Тревожило Петра Петровича и другое: он все чаще стал вспоминать о своих погибших девочках — о жене Анне и дочери Марии. О том, как жестоко распорядилась их жизнями судьба и как никчемна его жизнь без них. Едва ли не еженощно он видел их во сне. Вернулась боль, вернулась тоска. Невольно думалось, что это неспроста, что близится и его последний час…
Так, надрывая себе сердце, размышлял в глубокой печали Петр Петрович в ту глухую осеннюю ночь, когда в дверь его квартиры с веранды кто-то постучал. Лукашевский взглянул на часы — стрелки показывали половину второго. Он никого не ждал. С Полудиным Петр Петрович простился еще с вечера — когда накатывал туман, смотрителю предписывалось дежурить самому.
Стук повторился, и Лукашевский подошел к двери. Видит Бог, ему ни с кем не хотелось встречаться, тем более в столь поздний час. Он медлил повернуть защелку замка, стоял и ждал, что пришедший подаст голос, назовет себя. Но за дверью было тихо. Самому же спрашивать не хотелось. И лишь когда стоящий за дверью постучал в третий раз, Петр Петрович спросил, кого там принесла нелегкая. Почему-то надеялся, что услышит в ответ знакомый голос. Но голос оказался не только незнакомым, но и странным — глухим и болезненным.
«Отворите ради Христа», — произнес человек за дверью.
Лукашевский повернул защелку и открыл дверь. Перед ним стоял высокий и худой мужчина, с мокрыми длинными волосами, небритый. Он прижимал к груди руки, по которым струилась кровь. Одет он был в серый, прилипший к телу хитон, ноги его были босы, все в кровавых ссадинах.
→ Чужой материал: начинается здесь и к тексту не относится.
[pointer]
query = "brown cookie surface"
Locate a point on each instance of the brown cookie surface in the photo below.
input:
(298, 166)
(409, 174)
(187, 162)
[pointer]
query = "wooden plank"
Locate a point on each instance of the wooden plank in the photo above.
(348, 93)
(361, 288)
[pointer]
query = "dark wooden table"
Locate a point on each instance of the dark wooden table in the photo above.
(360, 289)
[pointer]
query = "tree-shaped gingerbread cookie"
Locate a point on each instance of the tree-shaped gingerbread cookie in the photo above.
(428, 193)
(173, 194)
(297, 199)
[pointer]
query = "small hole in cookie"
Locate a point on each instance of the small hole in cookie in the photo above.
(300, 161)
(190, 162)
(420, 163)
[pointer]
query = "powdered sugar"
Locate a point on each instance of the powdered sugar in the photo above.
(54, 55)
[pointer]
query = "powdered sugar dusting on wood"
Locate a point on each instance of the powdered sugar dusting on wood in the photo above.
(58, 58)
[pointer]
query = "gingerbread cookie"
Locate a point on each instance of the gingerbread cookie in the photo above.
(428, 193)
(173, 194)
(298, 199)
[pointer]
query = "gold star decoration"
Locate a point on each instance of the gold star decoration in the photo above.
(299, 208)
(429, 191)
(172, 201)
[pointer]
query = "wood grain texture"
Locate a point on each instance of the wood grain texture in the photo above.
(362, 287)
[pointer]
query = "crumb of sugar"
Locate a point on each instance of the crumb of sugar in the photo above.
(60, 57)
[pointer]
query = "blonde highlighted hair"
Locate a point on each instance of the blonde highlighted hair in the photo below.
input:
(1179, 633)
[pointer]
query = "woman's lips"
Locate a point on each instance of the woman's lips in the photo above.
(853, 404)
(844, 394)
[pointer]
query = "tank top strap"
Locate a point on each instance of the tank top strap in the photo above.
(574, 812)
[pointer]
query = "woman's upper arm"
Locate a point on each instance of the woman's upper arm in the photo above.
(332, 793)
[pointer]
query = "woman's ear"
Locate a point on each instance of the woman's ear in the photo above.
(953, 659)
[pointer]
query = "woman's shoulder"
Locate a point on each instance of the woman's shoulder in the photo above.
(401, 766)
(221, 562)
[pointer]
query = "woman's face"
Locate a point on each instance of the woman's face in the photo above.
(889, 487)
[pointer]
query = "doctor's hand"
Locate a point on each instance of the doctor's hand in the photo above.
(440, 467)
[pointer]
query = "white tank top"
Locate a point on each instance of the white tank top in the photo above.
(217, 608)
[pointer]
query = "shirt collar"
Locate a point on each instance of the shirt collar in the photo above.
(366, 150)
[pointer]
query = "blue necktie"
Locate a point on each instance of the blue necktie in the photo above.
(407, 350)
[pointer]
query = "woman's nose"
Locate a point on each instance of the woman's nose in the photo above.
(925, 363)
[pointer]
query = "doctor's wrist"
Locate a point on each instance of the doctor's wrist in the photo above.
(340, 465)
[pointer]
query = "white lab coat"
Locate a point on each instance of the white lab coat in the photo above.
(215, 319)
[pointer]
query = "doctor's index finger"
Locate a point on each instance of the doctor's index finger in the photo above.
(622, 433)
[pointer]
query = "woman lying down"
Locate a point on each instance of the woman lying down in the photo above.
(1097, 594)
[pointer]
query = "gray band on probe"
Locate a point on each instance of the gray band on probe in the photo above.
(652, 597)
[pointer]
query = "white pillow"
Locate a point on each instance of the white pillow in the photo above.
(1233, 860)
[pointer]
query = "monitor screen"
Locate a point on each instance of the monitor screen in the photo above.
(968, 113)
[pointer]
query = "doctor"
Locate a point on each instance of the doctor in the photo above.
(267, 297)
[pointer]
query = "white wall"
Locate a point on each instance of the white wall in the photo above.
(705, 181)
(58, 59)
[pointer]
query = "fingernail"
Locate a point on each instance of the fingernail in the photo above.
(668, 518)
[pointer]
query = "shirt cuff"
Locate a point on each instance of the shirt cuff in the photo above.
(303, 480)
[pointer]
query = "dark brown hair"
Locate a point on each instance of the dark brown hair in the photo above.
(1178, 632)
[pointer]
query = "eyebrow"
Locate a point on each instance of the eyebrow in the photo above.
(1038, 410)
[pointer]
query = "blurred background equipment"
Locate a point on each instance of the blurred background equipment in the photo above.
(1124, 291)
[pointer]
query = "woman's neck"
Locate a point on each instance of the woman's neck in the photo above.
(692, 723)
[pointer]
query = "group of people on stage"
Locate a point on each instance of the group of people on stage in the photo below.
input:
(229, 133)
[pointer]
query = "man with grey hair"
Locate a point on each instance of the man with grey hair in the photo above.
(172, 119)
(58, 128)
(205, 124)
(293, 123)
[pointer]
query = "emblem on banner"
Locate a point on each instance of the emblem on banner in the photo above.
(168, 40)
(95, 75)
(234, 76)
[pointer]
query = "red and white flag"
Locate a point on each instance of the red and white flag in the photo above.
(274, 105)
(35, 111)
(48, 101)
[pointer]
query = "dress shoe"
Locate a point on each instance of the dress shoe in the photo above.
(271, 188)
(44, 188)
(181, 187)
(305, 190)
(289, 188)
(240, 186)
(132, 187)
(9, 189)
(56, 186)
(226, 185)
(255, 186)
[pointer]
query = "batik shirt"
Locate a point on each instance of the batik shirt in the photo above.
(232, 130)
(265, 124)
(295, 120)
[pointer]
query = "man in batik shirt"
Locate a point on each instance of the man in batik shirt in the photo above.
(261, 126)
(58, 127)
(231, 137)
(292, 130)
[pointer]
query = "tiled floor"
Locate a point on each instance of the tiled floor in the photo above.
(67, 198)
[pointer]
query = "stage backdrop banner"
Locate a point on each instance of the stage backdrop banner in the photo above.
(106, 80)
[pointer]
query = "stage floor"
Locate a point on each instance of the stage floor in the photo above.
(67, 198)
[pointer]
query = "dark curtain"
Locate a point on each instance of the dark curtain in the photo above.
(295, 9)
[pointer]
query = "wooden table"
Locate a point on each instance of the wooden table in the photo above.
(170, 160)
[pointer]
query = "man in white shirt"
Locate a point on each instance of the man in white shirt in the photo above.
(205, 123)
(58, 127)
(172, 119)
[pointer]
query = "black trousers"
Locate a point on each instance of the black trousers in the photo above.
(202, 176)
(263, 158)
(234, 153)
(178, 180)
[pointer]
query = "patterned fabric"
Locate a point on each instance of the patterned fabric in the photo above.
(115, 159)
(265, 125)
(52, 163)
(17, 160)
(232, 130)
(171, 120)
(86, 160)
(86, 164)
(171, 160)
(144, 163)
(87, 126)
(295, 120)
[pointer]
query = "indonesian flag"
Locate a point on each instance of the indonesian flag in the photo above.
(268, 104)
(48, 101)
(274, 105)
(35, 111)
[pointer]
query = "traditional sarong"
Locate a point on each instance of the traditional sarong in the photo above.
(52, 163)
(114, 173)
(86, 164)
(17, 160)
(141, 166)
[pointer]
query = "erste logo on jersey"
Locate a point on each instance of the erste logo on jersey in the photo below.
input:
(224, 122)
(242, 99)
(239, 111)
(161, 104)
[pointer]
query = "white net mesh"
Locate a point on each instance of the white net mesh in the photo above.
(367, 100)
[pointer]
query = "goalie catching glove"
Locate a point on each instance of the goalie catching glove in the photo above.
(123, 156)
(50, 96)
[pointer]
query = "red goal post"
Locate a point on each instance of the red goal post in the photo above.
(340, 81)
Человек дрожал от холода и смотрел на Лукашевского умоляющими о милосердии глазами.
«Впустите ради Христа», — повторил он, не двигаясь с места.
Лукашевский отошел от двери и кивнул незнакомцу головой, приглашая войти. Незнакомец нерешительно перешагнул порог, прошел до середины комнаты и обернулся. На полу остались мокрые следы его ног. Лукашевский закрыл дверь и, прислонясь к ней спиной, выжидающе поглядел на незваного гостя.
«Как вас зовут?» — устало спросил человек, осматривая комнату.